4. Translate (1, 2) by (4, 3). New y = ?
5. Rotate (2, 5) 90°CW. New x = ?
6. Rotate (2, 5) 90°CW. New y = ?
7. Rotate (3, 4) 180°. New x = ?
8. Order of rotational symmetry of a square?
9. Reflect (6, −2) in x-axis. New y = ?
10. Translate (−3, 4) by (2, −6). New y = ?
11. Rotate (−4, 1) 90°CW. New x = ?
12. Rotate (0, 3) 180°. New y = ?
13. Order of rotational symmetry of rectangle?
14. Reflect (−2, −5) in y-axis. New x = ?
15. Translate (5, −1) by (−3, 4). New y = ?
16. Rotate (4, −2) 90°ACW. Rule: (x,y)→(−y,x). New x = ?

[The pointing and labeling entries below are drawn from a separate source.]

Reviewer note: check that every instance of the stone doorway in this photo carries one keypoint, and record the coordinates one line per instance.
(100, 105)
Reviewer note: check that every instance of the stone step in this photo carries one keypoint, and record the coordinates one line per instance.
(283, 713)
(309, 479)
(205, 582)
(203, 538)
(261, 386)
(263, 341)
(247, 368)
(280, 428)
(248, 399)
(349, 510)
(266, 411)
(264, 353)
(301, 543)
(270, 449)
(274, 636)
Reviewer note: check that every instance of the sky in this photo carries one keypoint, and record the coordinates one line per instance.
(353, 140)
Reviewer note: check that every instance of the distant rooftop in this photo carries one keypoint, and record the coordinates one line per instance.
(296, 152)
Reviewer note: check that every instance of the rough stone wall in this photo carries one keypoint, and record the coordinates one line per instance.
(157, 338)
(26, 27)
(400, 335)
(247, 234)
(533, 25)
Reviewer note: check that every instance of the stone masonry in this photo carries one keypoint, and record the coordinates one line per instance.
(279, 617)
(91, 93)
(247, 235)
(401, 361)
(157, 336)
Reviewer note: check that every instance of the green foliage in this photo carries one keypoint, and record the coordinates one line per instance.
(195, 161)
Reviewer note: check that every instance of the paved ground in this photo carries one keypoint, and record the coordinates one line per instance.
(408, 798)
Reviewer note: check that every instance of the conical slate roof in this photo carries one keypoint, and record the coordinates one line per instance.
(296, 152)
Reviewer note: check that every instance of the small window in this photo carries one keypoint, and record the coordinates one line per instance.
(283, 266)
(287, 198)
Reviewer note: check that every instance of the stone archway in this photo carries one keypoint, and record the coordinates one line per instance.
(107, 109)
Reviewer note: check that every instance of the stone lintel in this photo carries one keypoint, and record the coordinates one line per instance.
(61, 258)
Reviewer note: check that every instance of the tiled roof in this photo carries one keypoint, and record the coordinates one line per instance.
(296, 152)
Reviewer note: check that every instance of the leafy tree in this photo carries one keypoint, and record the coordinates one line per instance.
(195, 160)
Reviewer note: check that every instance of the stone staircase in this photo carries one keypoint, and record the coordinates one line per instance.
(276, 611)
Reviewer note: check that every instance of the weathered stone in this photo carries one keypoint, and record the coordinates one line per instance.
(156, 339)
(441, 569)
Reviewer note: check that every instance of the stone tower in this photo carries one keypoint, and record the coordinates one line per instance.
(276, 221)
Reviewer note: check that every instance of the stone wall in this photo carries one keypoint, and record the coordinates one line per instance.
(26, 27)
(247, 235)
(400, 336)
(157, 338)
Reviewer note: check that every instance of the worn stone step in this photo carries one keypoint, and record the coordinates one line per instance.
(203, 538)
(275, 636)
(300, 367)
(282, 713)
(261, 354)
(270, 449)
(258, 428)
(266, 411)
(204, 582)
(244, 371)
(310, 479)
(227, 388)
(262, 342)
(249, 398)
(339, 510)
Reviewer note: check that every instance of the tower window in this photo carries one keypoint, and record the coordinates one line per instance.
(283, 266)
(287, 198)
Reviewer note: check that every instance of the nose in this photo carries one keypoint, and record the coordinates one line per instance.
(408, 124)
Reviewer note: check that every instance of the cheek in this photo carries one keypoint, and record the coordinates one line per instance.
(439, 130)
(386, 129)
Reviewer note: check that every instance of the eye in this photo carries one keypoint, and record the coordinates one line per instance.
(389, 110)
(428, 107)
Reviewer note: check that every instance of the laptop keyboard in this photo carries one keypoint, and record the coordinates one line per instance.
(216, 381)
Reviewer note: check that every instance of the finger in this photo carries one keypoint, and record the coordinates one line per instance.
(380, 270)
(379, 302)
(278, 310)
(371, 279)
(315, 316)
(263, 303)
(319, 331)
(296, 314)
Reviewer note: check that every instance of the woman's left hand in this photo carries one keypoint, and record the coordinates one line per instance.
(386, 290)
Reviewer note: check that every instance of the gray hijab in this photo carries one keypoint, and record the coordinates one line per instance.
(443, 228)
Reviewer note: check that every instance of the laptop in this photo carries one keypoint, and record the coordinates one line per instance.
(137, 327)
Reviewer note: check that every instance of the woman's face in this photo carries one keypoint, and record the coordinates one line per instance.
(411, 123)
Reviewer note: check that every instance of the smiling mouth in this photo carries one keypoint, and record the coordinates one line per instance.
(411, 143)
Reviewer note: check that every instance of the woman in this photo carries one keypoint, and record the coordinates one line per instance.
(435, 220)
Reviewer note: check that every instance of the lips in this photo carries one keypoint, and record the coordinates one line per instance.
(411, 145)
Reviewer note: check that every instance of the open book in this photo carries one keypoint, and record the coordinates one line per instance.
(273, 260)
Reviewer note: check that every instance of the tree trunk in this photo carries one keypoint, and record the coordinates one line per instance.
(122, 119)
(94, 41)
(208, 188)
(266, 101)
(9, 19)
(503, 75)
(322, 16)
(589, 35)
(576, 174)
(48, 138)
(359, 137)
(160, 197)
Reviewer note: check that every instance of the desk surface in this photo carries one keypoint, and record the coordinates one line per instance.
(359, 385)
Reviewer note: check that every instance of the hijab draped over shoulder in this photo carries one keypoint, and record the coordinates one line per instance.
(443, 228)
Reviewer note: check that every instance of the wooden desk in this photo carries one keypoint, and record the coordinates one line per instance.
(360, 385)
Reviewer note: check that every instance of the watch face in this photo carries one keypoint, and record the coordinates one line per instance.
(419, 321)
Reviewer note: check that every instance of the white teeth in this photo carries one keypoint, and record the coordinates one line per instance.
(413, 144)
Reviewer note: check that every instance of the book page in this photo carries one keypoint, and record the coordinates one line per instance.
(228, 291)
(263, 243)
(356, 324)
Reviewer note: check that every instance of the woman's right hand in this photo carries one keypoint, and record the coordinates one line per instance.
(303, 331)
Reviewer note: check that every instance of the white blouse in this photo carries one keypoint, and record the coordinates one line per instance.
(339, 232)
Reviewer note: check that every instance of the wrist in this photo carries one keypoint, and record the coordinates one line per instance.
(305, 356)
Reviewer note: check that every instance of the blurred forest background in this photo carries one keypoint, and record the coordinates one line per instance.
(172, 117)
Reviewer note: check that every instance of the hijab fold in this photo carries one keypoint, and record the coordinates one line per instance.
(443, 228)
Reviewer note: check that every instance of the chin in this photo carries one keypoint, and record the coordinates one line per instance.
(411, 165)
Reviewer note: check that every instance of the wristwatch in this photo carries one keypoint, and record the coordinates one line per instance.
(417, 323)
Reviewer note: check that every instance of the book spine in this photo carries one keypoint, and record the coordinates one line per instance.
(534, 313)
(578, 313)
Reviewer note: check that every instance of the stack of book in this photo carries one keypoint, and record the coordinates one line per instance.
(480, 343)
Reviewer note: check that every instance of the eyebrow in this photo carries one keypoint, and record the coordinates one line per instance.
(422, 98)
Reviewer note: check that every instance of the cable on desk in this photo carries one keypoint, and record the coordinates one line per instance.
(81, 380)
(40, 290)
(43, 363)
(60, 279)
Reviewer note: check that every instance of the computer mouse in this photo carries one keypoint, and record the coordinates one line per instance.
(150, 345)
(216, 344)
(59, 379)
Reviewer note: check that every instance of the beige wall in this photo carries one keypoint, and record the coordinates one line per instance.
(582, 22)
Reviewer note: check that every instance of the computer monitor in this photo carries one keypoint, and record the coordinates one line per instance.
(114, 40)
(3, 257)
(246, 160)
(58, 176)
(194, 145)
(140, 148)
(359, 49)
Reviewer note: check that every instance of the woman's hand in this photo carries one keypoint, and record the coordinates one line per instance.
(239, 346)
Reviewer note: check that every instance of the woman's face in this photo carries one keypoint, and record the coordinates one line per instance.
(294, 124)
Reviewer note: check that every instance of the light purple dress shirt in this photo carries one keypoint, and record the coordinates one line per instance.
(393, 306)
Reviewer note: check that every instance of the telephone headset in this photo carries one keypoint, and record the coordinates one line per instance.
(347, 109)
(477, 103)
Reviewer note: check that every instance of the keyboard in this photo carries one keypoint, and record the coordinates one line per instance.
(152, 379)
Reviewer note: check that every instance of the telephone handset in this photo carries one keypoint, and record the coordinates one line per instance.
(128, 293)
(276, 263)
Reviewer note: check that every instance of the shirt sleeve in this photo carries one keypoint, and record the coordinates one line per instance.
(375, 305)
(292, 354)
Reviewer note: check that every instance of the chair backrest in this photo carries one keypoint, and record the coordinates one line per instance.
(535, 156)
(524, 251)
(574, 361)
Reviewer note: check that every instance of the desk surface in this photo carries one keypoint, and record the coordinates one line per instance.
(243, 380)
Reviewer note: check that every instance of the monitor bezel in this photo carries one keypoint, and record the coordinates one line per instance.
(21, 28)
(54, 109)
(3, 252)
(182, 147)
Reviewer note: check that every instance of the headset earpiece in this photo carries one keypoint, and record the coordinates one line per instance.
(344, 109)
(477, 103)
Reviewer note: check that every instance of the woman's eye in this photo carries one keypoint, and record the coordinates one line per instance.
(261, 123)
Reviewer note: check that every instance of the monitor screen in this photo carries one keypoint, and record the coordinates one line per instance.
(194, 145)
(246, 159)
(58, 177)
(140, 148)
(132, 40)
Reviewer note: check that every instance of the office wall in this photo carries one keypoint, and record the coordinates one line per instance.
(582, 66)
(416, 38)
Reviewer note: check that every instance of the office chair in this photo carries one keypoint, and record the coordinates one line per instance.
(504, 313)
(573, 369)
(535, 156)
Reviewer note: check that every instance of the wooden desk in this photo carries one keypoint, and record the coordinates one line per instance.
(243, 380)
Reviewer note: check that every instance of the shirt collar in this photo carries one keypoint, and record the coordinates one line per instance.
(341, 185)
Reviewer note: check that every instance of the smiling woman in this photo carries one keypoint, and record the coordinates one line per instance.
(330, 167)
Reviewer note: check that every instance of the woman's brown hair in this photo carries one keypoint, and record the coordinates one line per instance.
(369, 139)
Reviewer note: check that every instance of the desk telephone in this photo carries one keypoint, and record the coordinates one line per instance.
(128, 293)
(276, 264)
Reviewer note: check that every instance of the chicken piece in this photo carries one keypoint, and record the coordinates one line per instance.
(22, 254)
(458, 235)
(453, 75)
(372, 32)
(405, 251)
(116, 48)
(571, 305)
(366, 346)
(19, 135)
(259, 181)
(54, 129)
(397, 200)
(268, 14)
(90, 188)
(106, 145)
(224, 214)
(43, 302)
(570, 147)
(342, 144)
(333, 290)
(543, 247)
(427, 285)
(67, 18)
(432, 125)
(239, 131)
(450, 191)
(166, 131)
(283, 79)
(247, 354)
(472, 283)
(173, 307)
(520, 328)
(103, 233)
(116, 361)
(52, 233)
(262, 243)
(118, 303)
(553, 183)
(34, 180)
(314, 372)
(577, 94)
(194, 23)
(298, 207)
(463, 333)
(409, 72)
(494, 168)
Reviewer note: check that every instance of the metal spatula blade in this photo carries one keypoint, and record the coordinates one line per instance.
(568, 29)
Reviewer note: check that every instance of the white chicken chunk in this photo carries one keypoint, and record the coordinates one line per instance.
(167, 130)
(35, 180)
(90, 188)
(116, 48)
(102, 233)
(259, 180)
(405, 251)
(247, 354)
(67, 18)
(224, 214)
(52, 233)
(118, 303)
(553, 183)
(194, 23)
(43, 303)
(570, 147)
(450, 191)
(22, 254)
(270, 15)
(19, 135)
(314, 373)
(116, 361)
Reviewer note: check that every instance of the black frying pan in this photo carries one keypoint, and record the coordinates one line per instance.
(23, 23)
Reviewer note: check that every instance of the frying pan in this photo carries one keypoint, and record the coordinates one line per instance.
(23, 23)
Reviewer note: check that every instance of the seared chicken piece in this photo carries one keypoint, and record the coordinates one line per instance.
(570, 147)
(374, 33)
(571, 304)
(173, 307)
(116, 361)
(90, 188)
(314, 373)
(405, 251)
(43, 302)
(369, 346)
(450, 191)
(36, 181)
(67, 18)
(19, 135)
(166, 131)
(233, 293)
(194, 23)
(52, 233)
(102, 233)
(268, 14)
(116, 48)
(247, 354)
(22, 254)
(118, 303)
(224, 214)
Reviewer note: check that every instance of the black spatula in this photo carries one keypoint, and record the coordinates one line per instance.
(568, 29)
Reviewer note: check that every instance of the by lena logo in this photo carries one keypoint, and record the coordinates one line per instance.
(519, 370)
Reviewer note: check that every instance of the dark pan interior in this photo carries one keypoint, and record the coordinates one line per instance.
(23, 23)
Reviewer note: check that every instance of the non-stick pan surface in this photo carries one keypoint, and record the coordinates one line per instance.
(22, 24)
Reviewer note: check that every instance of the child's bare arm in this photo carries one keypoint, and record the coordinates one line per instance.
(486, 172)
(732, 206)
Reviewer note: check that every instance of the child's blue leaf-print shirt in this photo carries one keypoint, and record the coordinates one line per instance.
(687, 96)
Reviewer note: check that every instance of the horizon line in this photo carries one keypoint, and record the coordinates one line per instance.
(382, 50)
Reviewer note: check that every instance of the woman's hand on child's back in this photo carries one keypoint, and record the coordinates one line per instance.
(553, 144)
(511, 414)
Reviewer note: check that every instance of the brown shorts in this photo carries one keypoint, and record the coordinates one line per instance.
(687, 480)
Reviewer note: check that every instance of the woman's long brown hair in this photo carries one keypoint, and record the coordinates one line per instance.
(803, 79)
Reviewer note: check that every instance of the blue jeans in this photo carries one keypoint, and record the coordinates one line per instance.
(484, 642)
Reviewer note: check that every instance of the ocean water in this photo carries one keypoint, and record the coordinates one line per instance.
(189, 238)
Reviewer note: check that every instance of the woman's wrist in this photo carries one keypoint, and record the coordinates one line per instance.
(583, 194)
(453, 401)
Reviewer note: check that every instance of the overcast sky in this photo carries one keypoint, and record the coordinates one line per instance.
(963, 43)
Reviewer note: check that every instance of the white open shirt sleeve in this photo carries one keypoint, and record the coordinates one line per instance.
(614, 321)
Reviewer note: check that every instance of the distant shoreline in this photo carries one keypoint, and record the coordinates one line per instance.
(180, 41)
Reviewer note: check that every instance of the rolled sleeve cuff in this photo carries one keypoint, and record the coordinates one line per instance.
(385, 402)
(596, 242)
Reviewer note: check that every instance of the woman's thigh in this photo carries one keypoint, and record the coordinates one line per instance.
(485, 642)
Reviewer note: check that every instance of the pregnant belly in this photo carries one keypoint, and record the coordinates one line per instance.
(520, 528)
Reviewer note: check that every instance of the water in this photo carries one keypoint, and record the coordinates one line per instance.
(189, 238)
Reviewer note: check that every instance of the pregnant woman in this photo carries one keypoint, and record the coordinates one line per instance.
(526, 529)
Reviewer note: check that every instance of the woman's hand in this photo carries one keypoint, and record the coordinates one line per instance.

17. Order of rotational symmetry of regular hexagon?
18. Rotate (−1, 3) 180°. New x = ?
19. Reflect (7, 4) in x-axis. New y = ?
20. Order of rotational symmetry of equilateral triangle?

Challenge — 8 Hard Questions

1. A point A(3,2) is reflected in x-axis to get A', then A' is reflected in y-axis to get A''. What is the x-coordinate of A''?
2. A point A(3,2) reflected twice as above. What is the y-coordinate of A''?
3. Point P(5,3) is rotated 90°CW, then the result is rotated 90°CW again. Enter new x.
4. Point P(5,3) rotated twice 90°CW. Enter new y.
5. Triangle vertices: (1,2),(3,2),(2,4). After translation (−4,1) the new vertex that was (1,2) has x = ?
6. Shape A is at (2,3). Shape B is at (−2,3). The transformation from A to B is a reflection. The mirror line is x = ?
7. Rotating 90°CW then 90°CW again = rotating by 180°. Rotate (4,−1) by 180°. Enter new x.
8. A regular polygon has rotational symmetry order 5. How many sides does it have?